Aditya L1 mission, which will reveal fresh perspectives on the Sun and its impact on the Earth. Its broad range of goals centers on investigating many facets of the Sun’s outermost atmosphere, its impact on space weather, and the fundamental physics mechanisms behind these phenomena. This information has practical ramifications for technology and systems on Earth in addition to improving our understanding of the Sun itself.

Frequently Asked Questions(FAQs)

  1. Who designed Aditya-L1 mission?

    The Indian Space Research Organization (ISRO) and many national research institutions, notably the Inter University Centre for Astronomy and Astrophysics (IUCAA) in Pune and the Indian Institute of Astrophysics (IIA) in Bengaluru, have designed seven scientific payloads for Aditya-L1.

  2. How long will it take Aditya-L1 to reach Sun?

    The first solar mission from India will orbit the planet for 16 days. It will be positioned on the L1 point in the halo orbit around the sun after four months. According to Nilesh Desai, Director of ISRO’s Space Applications Centre, the Aditya-L1 will continue to transmit data to Earth for the next five years.

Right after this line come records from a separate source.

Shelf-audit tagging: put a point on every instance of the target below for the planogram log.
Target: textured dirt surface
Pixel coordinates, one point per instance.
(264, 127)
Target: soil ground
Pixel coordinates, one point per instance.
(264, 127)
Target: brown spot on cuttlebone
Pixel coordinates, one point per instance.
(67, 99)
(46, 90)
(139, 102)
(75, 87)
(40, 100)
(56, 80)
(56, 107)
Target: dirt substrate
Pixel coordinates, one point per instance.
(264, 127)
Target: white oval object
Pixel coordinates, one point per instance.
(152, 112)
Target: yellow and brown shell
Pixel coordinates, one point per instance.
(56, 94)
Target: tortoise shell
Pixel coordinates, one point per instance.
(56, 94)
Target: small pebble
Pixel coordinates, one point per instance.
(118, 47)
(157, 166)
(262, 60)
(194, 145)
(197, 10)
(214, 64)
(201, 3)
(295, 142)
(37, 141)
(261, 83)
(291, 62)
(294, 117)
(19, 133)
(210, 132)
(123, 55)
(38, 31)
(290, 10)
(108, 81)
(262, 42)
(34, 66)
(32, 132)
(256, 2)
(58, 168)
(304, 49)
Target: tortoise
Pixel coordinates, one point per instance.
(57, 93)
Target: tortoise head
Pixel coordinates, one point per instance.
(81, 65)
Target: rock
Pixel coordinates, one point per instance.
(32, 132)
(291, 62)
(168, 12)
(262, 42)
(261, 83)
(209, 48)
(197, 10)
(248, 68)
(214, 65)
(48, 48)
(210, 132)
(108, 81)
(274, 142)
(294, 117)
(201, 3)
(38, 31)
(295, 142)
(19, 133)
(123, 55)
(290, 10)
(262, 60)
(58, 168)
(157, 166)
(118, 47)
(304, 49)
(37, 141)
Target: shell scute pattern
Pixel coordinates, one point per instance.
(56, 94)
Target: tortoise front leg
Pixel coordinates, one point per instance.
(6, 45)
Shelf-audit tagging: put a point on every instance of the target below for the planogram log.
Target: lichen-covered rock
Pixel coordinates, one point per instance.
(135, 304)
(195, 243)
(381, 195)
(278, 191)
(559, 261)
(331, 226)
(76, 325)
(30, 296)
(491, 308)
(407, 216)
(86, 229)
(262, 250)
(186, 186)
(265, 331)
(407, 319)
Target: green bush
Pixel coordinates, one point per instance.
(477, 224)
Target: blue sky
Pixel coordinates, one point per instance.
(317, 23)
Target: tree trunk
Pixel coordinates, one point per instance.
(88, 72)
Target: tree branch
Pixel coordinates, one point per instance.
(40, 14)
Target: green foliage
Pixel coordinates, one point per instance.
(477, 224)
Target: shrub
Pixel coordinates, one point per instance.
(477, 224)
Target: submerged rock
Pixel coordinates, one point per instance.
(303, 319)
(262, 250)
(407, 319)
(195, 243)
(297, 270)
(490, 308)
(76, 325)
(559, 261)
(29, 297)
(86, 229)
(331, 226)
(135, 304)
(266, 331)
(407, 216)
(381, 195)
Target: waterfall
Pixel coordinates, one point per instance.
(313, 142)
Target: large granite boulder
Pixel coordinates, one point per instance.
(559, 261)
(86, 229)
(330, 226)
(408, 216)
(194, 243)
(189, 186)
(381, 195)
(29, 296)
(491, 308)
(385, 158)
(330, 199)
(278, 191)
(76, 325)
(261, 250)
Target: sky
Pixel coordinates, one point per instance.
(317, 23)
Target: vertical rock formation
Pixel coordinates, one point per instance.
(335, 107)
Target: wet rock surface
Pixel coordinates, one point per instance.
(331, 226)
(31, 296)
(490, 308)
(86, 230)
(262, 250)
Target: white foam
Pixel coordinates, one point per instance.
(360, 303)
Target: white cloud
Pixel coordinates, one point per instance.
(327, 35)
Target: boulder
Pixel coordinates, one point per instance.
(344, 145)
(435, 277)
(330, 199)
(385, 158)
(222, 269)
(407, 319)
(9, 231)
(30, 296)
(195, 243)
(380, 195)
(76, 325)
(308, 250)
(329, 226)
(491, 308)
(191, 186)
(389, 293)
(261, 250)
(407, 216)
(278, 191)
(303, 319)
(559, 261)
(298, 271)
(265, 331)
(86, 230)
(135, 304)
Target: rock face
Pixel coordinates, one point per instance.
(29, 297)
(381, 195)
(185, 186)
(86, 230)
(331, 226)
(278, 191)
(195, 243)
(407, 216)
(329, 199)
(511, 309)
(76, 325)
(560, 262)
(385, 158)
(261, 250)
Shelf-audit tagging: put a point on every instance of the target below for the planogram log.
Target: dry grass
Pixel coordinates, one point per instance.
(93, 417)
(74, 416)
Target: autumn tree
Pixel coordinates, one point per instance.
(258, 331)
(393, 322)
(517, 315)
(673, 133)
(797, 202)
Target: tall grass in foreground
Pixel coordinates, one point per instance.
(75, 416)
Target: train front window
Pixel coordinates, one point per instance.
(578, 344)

  3. How will Aditya-L1 not burn?

    Aditya-L1 will use this stage to go closer to its halo orbit around Lagrange point 1 (L1), which is where it will ultimately land. Aditya-L1 will be able to save fuel by choosing this location, and it will also have a clear view of the Sun for the duration of its mission.

  4. What is the main objective of Aditya Mission?

    The Polar Satellite Launch Vehicle (PSLV), ISRO’s most dependable and adaptable workhorse rocket, sent the 1,472 kg spacecraft into orbit in its ‘XL’ configuration. The Aditya L1 mission’s main goal is to investigate the Sun’s upper atmosphere, particularly the chromosphere and corona.